L’âge légal pour partir à la retraite est de 62 ans en France quoique certains seniors préfèrent rester actifs pendant cinq années supplémentaires afin de bénéficier d’une liquidation à taux plein de leur pension de vieillesse.

En effet, dans la majorité de cas, l’arrêt d’activité implique toujours une restriction de revenus, à moins d’avoir constitué un matelas financier durant les années de travail et ainsi de disposer de ressources complémentaires.

C’est dans cette vision que le gouvernement entend réformer, d’ici 2021, le système de retraite du pays. Une révolution historique qui impliquera davantage les établissements employeurs en termes de financement, et ce, en rendant bientôt obligatoire la constitution d’une épargne individuelle supplémentaire. Comme tel a été le cas de la protection sociale en matière de santé.


L’épargne individuelle supplémentaire comme pilier

2019 est une année qui mérite d’être gravée dans les annales en ce qui concerne la réforme du système de retraite. Cette dernière étant marquée par la fusion des deux régimes,Agirc et Arrco dans l’objectif de continuer à garantir les droits des retraités aussi bien que ceux des actifs.

À savoir, différents changements sont encore à prévoir pour l’année à venir, ce qui devrait aboutir par la refonte même du régime afférent.

L’adoption de la loi Pacte et la publication d’une ordonnance annonçant la mise en place d’un nouveau PER (Plan épargne retraite) d’entreprise le 25 juillet dernier démontre que une avancée dans la bonne direction.

D’abord, l’initiative est destinée à assouplir le dispositif et le rendre plus attrayant. D’un autre côté, l'épargne retraite par capitalisation pourrait très rapidement devenir un important pivot pour le renouveau du système.

C’est en tout cas ce qu’estime un consultant chez Mercer France, Benjamin Sanson. C’est aussi ce que prévoit Jean-Paul Delevoye, dans son rapport. En effet, ce haut-commissaire à la réforme des retraites prône l’exigibilité d’une épargne supplémentaire en faveur des salariés.

L’État, les salariés et les employeurs ont chacun leur part de financement

Force est d’admettre que ceci s’apparente à ce qui est survenu au système de protection santé lorsque l’entrée en vigueur de la loi ANI en 2016 avait imposé aux entreprises pourvoyeuses d’emploi l’instauration d’une mutuelle entreprise obligatoire.

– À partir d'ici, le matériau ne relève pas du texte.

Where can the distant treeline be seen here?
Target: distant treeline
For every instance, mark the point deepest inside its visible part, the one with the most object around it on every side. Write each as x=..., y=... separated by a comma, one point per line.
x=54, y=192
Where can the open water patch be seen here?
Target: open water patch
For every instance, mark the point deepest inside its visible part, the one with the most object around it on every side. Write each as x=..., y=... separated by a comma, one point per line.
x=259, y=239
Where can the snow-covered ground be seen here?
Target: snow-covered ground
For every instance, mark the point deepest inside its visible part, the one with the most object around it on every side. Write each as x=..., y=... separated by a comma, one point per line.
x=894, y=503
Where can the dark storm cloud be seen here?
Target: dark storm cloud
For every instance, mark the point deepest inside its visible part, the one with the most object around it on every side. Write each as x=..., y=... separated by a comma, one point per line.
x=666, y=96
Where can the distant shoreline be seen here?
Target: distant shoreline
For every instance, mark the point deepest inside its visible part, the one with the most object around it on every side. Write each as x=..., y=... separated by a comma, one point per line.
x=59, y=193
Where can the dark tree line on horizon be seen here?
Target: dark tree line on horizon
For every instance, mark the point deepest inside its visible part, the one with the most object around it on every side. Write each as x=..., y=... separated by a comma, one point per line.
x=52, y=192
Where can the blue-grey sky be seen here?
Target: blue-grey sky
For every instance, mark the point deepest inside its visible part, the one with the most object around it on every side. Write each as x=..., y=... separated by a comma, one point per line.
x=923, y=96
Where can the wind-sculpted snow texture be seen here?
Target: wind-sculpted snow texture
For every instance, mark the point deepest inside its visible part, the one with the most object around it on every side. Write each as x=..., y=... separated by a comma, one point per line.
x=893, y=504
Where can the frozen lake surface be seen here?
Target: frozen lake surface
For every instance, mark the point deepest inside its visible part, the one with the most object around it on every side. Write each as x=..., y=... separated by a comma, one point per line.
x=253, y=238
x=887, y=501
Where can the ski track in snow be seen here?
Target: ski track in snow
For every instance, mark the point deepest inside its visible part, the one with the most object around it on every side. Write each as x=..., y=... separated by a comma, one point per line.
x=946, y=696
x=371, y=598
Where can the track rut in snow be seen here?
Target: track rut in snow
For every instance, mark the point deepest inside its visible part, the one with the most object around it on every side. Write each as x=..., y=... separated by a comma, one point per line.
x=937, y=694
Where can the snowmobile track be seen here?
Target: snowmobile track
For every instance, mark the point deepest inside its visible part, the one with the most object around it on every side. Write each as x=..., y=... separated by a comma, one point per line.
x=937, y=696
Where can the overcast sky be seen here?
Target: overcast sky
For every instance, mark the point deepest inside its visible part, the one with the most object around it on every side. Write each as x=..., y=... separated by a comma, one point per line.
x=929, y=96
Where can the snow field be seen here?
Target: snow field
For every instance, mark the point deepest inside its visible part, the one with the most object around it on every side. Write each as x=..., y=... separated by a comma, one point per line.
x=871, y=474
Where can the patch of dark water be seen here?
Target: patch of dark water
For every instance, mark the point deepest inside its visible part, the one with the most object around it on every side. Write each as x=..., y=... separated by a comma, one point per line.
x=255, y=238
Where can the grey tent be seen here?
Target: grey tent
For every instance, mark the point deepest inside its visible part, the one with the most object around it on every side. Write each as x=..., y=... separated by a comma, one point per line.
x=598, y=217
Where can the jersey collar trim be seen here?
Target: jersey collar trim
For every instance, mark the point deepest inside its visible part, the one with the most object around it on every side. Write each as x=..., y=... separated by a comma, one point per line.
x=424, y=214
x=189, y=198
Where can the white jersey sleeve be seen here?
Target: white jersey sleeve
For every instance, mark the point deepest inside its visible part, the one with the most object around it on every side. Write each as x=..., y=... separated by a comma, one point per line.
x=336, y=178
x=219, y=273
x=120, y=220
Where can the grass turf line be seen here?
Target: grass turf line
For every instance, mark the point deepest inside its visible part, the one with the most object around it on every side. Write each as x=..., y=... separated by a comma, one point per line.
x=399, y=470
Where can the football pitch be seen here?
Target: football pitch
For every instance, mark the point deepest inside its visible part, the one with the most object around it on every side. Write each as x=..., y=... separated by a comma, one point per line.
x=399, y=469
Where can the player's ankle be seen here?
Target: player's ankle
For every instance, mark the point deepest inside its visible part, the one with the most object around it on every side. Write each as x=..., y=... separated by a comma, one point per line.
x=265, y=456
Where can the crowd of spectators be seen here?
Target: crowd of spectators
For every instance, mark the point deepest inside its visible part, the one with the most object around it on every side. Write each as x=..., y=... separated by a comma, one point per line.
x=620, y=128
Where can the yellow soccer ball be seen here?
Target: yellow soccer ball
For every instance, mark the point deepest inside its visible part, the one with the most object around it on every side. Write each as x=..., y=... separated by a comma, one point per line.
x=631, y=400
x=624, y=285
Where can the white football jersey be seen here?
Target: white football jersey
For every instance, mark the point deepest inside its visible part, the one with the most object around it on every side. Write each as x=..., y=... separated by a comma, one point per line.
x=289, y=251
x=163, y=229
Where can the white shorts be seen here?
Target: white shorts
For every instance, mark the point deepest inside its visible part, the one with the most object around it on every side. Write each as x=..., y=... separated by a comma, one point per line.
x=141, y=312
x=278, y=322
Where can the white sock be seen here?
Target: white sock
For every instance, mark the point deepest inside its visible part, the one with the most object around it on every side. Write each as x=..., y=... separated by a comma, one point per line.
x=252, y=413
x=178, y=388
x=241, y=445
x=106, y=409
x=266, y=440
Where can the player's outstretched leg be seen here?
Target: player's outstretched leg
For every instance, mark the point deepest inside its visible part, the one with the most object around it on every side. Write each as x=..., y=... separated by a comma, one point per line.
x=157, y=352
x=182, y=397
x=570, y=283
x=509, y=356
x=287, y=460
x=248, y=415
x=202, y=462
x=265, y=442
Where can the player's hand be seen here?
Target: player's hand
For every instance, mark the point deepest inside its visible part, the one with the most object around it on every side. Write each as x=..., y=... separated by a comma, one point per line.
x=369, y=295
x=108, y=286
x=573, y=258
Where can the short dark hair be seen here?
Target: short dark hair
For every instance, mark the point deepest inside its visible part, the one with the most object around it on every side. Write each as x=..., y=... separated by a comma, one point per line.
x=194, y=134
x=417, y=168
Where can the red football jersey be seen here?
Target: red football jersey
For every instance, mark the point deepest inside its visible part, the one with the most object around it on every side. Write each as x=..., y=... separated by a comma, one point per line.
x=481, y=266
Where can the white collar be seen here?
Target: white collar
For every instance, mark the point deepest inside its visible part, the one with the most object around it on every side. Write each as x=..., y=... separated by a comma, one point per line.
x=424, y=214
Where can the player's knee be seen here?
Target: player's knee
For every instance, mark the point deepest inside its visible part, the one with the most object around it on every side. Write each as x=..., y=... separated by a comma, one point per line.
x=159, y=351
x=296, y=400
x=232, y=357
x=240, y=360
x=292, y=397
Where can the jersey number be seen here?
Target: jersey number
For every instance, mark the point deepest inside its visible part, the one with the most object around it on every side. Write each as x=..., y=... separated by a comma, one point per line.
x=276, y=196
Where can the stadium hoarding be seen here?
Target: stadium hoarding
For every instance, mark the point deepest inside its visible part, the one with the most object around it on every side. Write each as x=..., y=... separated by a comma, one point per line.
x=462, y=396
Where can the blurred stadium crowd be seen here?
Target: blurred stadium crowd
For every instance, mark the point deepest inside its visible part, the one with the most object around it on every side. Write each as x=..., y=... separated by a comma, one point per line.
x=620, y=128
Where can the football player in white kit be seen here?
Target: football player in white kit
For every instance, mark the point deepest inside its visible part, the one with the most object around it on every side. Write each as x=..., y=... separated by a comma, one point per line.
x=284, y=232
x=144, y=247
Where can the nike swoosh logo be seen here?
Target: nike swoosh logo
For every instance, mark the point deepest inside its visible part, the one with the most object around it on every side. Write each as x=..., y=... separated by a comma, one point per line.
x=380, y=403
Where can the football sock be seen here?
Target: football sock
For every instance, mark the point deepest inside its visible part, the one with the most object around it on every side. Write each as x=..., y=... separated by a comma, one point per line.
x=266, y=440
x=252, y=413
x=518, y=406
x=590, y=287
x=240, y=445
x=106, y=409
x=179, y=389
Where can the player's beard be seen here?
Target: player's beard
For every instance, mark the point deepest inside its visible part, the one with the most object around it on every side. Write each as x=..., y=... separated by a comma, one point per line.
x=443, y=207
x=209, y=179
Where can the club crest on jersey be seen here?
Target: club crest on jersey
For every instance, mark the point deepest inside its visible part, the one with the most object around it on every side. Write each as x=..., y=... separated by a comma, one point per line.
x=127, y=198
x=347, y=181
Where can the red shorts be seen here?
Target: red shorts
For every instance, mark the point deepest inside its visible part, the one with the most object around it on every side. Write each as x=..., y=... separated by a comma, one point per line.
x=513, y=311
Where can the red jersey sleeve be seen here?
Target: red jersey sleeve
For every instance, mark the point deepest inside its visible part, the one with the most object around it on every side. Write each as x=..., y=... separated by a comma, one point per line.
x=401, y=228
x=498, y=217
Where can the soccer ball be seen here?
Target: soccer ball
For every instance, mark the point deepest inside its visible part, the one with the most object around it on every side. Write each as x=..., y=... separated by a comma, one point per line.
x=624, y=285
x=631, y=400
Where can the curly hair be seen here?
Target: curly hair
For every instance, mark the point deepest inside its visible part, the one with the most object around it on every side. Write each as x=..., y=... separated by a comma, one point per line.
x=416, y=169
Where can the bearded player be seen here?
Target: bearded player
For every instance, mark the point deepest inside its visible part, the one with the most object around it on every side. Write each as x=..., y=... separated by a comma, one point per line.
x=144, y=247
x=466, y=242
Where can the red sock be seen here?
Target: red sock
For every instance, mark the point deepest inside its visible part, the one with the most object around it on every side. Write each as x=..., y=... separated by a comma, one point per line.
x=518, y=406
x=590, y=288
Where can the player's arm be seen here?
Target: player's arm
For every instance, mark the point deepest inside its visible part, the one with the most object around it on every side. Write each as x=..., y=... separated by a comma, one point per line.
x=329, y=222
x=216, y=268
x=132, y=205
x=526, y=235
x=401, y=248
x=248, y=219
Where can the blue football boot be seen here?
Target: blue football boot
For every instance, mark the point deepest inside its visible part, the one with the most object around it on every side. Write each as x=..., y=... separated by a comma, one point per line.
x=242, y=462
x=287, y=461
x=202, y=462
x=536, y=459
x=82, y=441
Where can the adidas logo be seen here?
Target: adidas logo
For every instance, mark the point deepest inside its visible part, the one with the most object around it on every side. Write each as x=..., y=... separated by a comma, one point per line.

Pour mieux comprendre cette initiative gouvernementale, il faut savoir qu’un certain déséquilibre a perduré au niveau des régimes de protection sociale si bien qu'une somme catastrophique de 27 milliards d’euros n’a pu être couverte en 2011, dont la moitié provenait des dépenses liées aux actes de santé. Ce qui a conduit à un transfert d’une partie du risque financier vers les organismes d’assurance maladie.

En tout cas, l’implication des employeurs dans le financement de la protection sociale est très importante étant donné que celui-ci va désormais se reposer essentiellement sur les cotisations versées par les sociétés et les employés.

Quoique l’État ait aussi sa part de responsabilité dans ce système grâce à la mise en place d’outils de collecte sous forme de taxes tels que :

  • Les contributions publiques, à savoir celle de l’État et celle des collectivités locales qui participent à hauteur de 10% environ des ressources ;
  • Les cotisations sociales à travers la CSG (contribution sociale généralisée) et la CRDS (contribution pour le remboursement de la dette sociale) qui contribuent à près de 25% des recettes.